Fig. 1: Pipelined architecture for QRL

## V. REINFORCEMENT LEARNING ACCELERATORS

We customize QTAccel to implement two QRL algorithms - Q Learning and SARSA on FPGA. We perform several optimizations to improve the performance of the algorithms. Moreover, we discuss how any general Q table based algorithm can be implemented using QTAccel.

### A. Q Learning

We propose the following optimization for Q learning on top of our generalized architecture. We note that in Q learning the action for the next state  $S_{t+1}$  is calculated based on greedy policy i.e. we choose the action with highest Q-value. Hence, instead of accessing all the entries of Q-table corresponding to the next state and finding the action with maximum Q-value, we use an array -  $Q_{\max}$  of size equal to the number of states which stores the maximum Q-value for all the states. Thus, the action is selected by a single access to  $Q_{\max}$ . In the fourth stage, while writing back the new Q-value into the Q-table, an update is made to the  $Q_{\max}$  if the new Q-value is higher than the current value in the  $Q_{\max}$  array for the state.

### B. SARSA

In this work, we implement SARSA with  $\epsilon$ -greedy policy selection. Under this policy, the maximum Q-value is read with probability  $1 - \epsilon$  and all other Q-values for this state are read with probability  $\frac{\epsilon}{|A|}$ , where  $|A|$  is the number of actions. Similar to the Q-Learning algorithm, we use an array  $Q_{\max}$  to store the maximum Q-values for each state. A random number generator is used to sample the action using the probability distribution described above. To simulate  $\epsilon$ -greedy approach, we use a random number generator to generate a  $N$  bit random number. If the number is between 1 and  $(1 - \epsilon) * 2^N$  then we read the maximum Q-value else, any Q-value for this particular state can be selected with equal probability. As we

know the range beforehand, we can use the random number to directly index one of the Q-values. Since SARSA is on-policy where the behavior policy is the same as the update policy, the sampled action which is available at the beginning of 3rd stage will be forwarded to the 1st stage as the next-step action.

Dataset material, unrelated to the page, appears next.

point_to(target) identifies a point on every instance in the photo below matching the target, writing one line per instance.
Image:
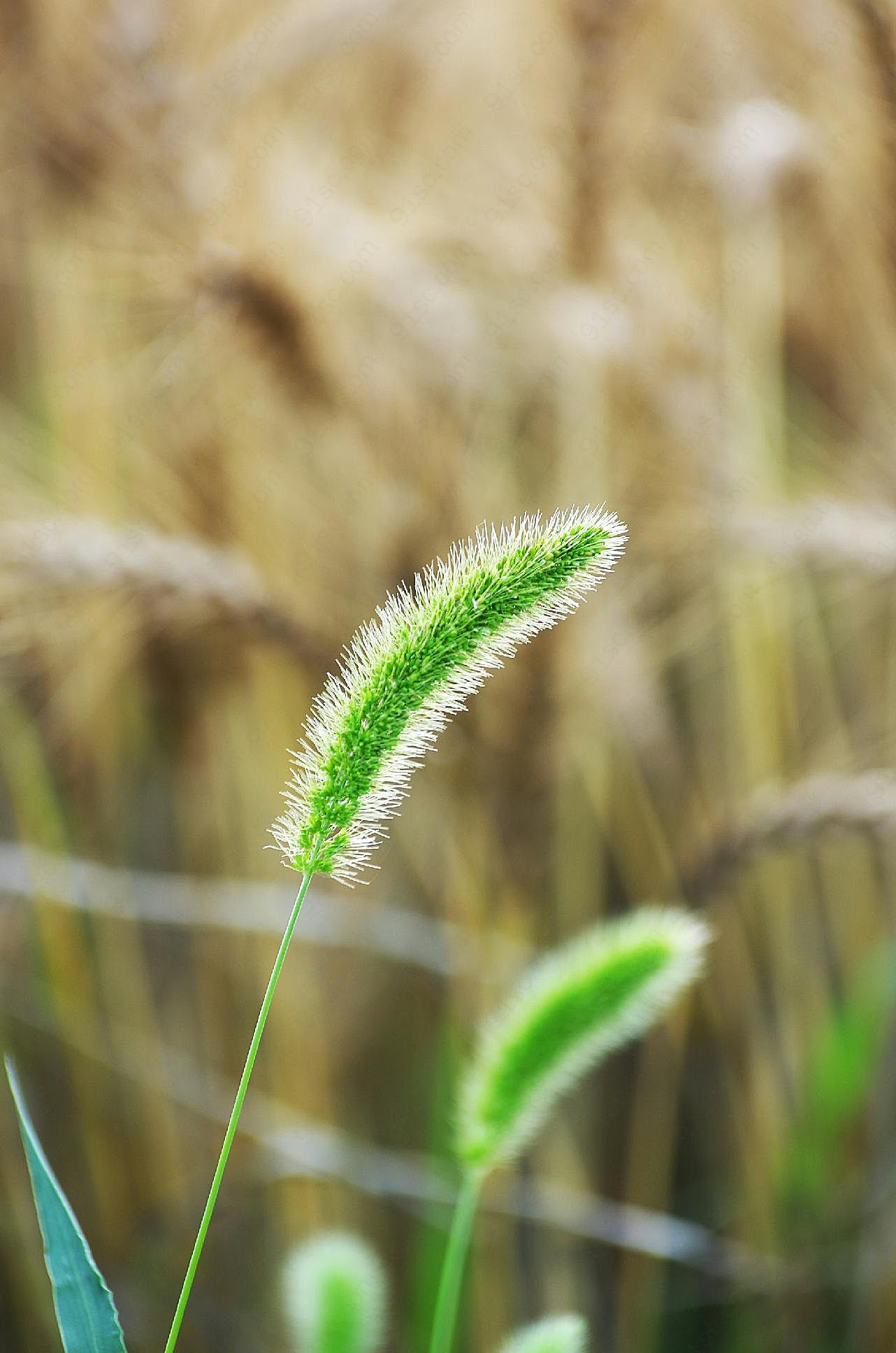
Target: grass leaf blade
(84, 1308)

## VI. EXPERIMENTAL EVALUATION

### A. Experimental Setup

We implement the reinforcement learning accelerators designed in this work using Xilinx UltraScale+ FPGA (xcvu13p). We perform place-and-route simulations using Vivado Design Suite 2019.1. A Q-learning python implementation is also developed running on 2.3 GHz Intel Core i5 CPU as the baseline for throughput comparison. We use the grid world application to evaluate the performance of our accelerator.

In the grid world application, the environment is a grid of cells and the agent is the robot which starts at one of the cells in one of the cells and its aim is to reach a goal cell while avoiding obstacles (unreachable cells) and walls. Under this setting, the states represent the cells and the actions represent the moves of the robot. The agent randomly selects a start state and traverses the grid by choosing actions, collecting rewards and updating the Q values. Figure 2 is an example which shows a grid with 16 cells with starting and goal cells labeled. Four actions are available - left, up, right, and down. Every state-action pair in this environment is assigned with a reward value. Reaching the goal state yields maximum rewards while hitting a wall yields negative rewards.

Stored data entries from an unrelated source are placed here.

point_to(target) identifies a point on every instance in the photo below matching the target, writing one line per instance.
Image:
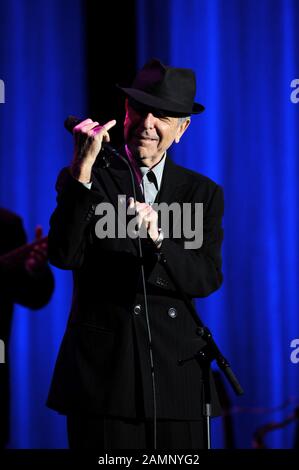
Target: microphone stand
(204, 357)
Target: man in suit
(118, 377)
(25, 279)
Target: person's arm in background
(29, 281)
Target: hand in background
(37, 258)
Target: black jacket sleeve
(70, 220)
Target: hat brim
(160, 103)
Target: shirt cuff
(87, 185)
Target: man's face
(149, 133)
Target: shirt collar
(140, 171)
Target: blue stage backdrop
(244, 54)
(245, 57)
(43, 67)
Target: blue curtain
(42, 64)
(245, 57)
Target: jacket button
(137, 309)
(172, 312)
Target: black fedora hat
(165, 88)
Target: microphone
(107, 150)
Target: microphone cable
(107, 151)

### B. Performance Metrics

We analyze the performance of our accelerator with the grid-world robotics problem described above with different state-action sizes. All evaluated sizes are listed in Table I



Fig. 2: Grid world example

| Case  | 1   | 2   | 3    | 4    | 5     | 6     | 7      |
|-------|-----|-----|------|------|-------|-------|--------|
| $ S $ | 64  | 256 | 1024 | 4096 | 16384 | 65536 | 262144 |
| $ A $ | 4.8 | 4.8 | 4.8  | 4.8  | 4.8   | 4.8   | 4.8    |

TABLE I: Test Cases

$|S|$  represents the maximum total number of states and  $|A|$  denotes the maximum total number of actions. The states are addressed as  $(x,y)$  coordinates. For example, when there are 256 total possible states, the address of the state is an 8-bit binary value where the most significant 4 bits represents the x-coordinate and the least significant 4 bits represent the y-coordinate. Actions are encoded as consecutive numbers. In the case of 4 actions, each action is addressed as a 2-bit binary value where 00 denotes going left, 01 denotes going up, 10 denotes going right and 11 denotes going down. When there are 8 actions addressed by 3-bits binary values, 000 denotes left, 001 denotes top-left, 010 denotes up, 011 denotes top-right, and so on in clockwise direction.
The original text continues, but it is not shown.